Heterogeneous treatment effects

Prior literature has found some evidence that access to center-based child care had stronger impacts on mothers who may have been more disadvantaged \cite{Barros:2011qr,Angeles:2014bh}. Therefore, we will assess whether there are any differences in the program impact according to the following maternal characteristics: 1) Current work status (whether or not women were working at baseline); 2) Education (less than primary vs. primary or greater); 3) Household structure (e.g., whether there is another adult caregiver in house); and 4) Measures of women’s empowerment at baseline (continuous latent scale from confirmatory factor analysis). Additionally, we will test whether the program has any differential impact by our main geographic stratification variable (block). In order to test whether the program effects may differ by other individual characteristics, we will extend the generalized linear model specified with covariates (including block) above (Equation 2) to allow for heterogeneity in the impact of the treatment:
\begin{equation} y_{ij}=\alpha+\beta Z_{j}+\sum_{k=1}^{K}\gamma_{k}K_{jk}+\sum_{m=1}^{M}\delta_{m}\mathbf{C}_{m}+\theta\left(Z_{j}\times C_{ij}\right)+\varepsilon_{ij}\\ \end{equation}
where the coefficient \(\theta\) on the product term between treatment assignment (\(Z_{j}\)) and a specific covariate \(C\) provides a test of whether the program’s impact is homogenous across levels of \(C\). The other terms in Equation 3 are defined analogously to Equation 2, though the inclusion of the product term affects their interpretation. Based on prior research we anticipate stronger treatment effects for women who were not working at baseline, with low education, without another adult caregiver in the household, and with higher baseline levels of empowerment.

Multiple comparisons

Our primary analytic goal for this study is to estimate treatment effects and measures of precision (i.e., confidence intervals) for the intervention, and we will generally avoid null hypothesis significance testing (with the exception of tests for heterogeneity as described above). However, because daycare is a complex intervention that may plausibly affect a number of outcomes for both mothers and children, in order maintain an overall Type 1 error rate we will make some adjustments for testing the impact of the intervention across many outcomes \cite{Schochet:2008db,Anderson:2012nx,Glennerster:qf}. To test whether the intervention has general impacts on a given domain with multiple indicators (e.g., empowerment, employment, income/savings, time use) we will create a summary index for each domain. For related outcomes within a given domain we will take the approach of creating standardized effect estimates for each of the subdomains, averaging them, and calculating a summary estimate that accounts for testing multiple outcomes \cite{OBrien:1984xe,Kling:2007fv}. The use of an index is beneficial in this case since probability of a false rejection does not increase as additional outcomes are added to a summary index. Moreover, an indexed outcome can provide a statistical test for whether a program has a “general effect” on a set of outcomes.
Using an index, however, will not provide us with inference on specific sub-components within a given domain (e.g., a women’s decision-making ability regarding her own health care in the empowerment domain). Within a given domain we will report both unadjusted \(p\)-values for individual outcomes and “family-wise” \(p\)-values adjusted to account for the multiple outcomes examined within a domain \cite{Kling:2007fv,Finkelstein:2012ye}. To avoid the losses of power associated with simple Bonferroni-type adjustments we will use the free step-down method of Westfall and Young \cite{Westfall:1993qr}. Finally, because many of our tests for heterogenous effects are exploratory, we will use the less conservative strategy of Benjamini and Hochberg \cite{Benjamini:1995le} account for multiple testing across the standardized domain outcomes.

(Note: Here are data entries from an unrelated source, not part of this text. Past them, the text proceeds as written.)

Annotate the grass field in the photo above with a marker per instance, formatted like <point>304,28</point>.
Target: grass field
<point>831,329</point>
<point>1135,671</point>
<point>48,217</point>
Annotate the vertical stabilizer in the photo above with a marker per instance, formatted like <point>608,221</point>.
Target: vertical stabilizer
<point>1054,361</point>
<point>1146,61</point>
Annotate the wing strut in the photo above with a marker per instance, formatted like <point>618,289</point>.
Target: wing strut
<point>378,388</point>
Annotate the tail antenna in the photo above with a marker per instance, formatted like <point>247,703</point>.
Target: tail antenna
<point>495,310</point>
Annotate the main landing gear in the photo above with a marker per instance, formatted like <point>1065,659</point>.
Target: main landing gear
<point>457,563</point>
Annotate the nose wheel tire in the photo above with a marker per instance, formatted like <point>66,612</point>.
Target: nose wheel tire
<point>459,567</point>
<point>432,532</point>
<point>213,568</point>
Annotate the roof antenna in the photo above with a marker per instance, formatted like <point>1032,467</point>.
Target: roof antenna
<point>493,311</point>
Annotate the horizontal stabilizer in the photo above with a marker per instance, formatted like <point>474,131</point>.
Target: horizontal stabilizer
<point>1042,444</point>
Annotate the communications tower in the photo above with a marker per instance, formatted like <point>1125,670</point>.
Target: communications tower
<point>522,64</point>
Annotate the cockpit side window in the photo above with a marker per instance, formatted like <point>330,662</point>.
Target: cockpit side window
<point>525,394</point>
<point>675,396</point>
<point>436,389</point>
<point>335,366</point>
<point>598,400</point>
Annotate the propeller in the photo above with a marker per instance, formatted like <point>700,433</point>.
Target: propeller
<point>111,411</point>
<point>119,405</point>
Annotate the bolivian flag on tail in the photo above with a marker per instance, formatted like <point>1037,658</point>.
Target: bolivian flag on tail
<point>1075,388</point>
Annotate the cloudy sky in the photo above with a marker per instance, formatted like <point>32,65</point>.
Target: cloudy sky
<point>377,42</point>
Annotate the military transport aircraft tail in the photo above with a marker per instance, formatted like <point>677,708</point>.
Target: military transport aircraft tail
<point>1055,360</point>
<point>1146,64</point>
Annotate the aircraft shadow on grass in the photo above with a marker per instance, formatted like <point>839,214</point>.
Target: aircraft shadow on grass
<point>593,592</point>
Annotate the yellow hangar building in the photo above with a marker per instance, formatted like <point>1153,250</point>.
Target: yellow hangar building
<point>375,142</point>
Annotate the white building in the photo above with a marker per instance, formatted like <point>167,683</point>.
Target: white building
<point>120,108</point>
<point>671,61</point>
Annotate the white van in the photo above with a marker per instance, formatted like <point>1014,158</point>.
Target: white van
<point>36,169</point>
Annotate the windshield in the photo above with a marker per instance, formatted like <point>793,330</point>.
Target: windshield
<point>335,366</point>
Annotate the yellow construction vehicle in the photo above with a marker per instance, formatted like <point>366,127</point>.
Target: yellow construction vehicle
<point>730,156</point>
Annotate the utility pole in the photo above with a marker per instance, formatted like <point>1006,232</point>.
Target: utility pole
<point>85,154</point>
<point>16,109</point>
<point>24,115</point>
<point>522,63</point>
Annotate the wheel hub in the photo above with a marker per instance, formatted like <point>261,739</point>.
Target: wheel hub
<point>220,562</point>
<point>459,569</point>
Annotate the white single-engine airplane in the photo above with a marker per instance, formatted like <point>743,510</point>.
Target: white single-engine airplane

Estimating the impact of use of daycare on maternal outcomes

All of the prior analyses will estimate the impact of random assignment to daycare. However, we are also interested in estimating the impact of actual receipt of daycare on maternal and child outcomes. For these analyses the basic identifying assumption is that random assignment to daycare only affects outcomes through its impact on the actual take-up and use of daycare. Equation 1 above may be considered as the ITT or reduced form equation for the impact of treatment assignment, and we will use two-stage least squares (2SLS) instrumental variables analysis to estimate the impact of daycare on maternal outcomes. We will proceed by estimating the first stage equation, which gives the impact of randomized treatment assignment on daycare:
\begin{equation} D_{ij}=\alpha+\beta Z_{j}+\sum_{k=1}^{K}\gamma_{k}K_{jk}+\sum_{m=1}^{M}\delta_{m}\mathbf{C}_{m}+\varepsilon_{ij}\\ \end{equation}
where \(D_{ij}\) now represents whether or not mother reports enrolling her child in the balwadi program and the other parameters are defined similarly as in Equation 1 above. We use the coefficients from Equation 3 to predict, for each observation, the probability \(\hat{D}_{ij}\) of enrolling in the balwadi program, which is then used in the second stage equation:
\begin{equation} y_{ij}=\zeta+\eta\hat{D}_{ij}+\sum_{k=1}^{K}\theta_{k}K_{jk}+\sum_{m=1}^{M}\lambda_{m}\mathbf{C}_{m}+\varepsilon_{ij}\\ \end{equation}
where \(y_{ij}\) is the outcome of interest, \(\hat{D}_{ij}\) is the predicted probability of daycare use derived from Equation 4 and the coefficient. We will use software to correct standard errors for the fact that \(\hat{D}_{ij}\) is predicted in the first stage \cite{Angrist:1996rm,Angrist:2008vk}.